Detection and Indicators
Detection is straightforward because the attack surface is the HTTP request itself. Log any request carrying X-DEBUG-RUN or X-DEBUG-INJ headers as a high-severity event. In production, these headers should never appear.
INDICATORS OF COMPROMISE:
HTTP access logs — flag any request matching:
Header present: X-DEBUG-RUN
Header present: X-DEBUG-INJ
Example malicious log line:
POST /run HTTP/1.1 200 — X-DEBUG-RUN: {"agentId":"...","task":"..."}
(Note: 200 response with no Authorization header = confirmed exploitation)
Network detection (Suricata/Snort rule):
alert http any any -> $SMYTHOS_SERVERS any (
msg:"CVE-2026-7022 SmythOS AgentRuntime debug header bypass";
http.header; content:"X-DEBUG-RUN"; nocase;
sid:20267022; rev:1;
)
alert http any any -> $SMYTHOS_SERVERS any (
msg:"CVE-2026-7022 SmythOS AgentRuntime debug injection header";
http.header; content:"X-DEBUG-INJ"; nocase;
sid:20267023; rev:1;
)
Runtime indicators:
- Agent executing tasks not initiated by authenticated users
- Unexpected systemPrompt changes in agent telemetry
- API credential usage spikes with no corresponding user sessions
- Agent memory store containing attacker-injected content
Remediation
Immediate actions:
Upgrade SmythOS sre to version 0.0.16 or later when released by the vendor. As of disclosure, the vendor had not responded to contact attempts; monitor the official repository for patch availability.
If upgrade is not immediately possible, deploy a reverse proxy or WAF rule that strips or blocks any request containing the X-DEBUG-RUN or X-DEBUG-INJ HTTP headers before they reach the runtime.
Ensure the SmythOS runtime is not exposed directly to untrusted networks. Network-level controls are a defense-in-depth measure only — the code-level bug must be patched.
Audit logs for historical exploitation using the IOC patterns above. Any 200-series response to a request bearing these headers without a valid Authorization token indicates successful exploitation.

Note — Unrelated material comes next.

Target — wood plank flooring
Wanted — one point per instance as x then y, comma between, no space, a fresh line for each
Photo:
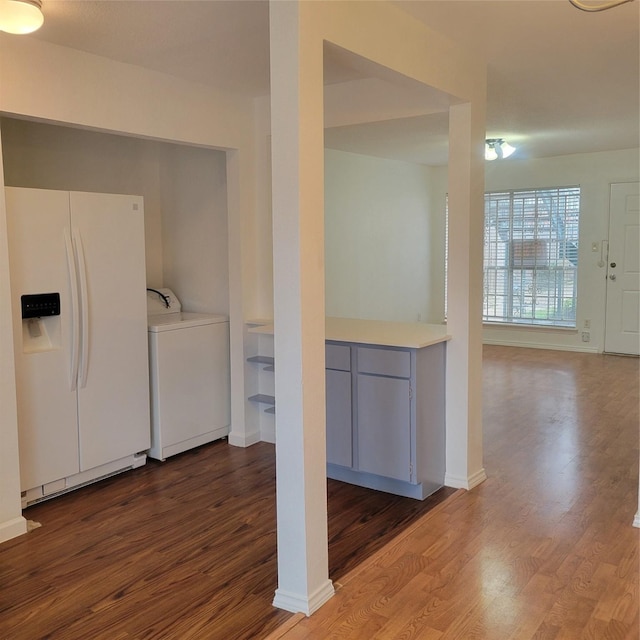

Rotate all credentials accessible to any agent that may have been reached via the debug injection path, including LLM API keys, tool credentials, and memory store contents.
Vendor response: The SmythOS vendor was contacted prior to this disclosure and did not respond. This disclosure follows standard 90-day responsible disclosure practice. The exploit has been publicly disclosed and should be treated as actively weaponizable.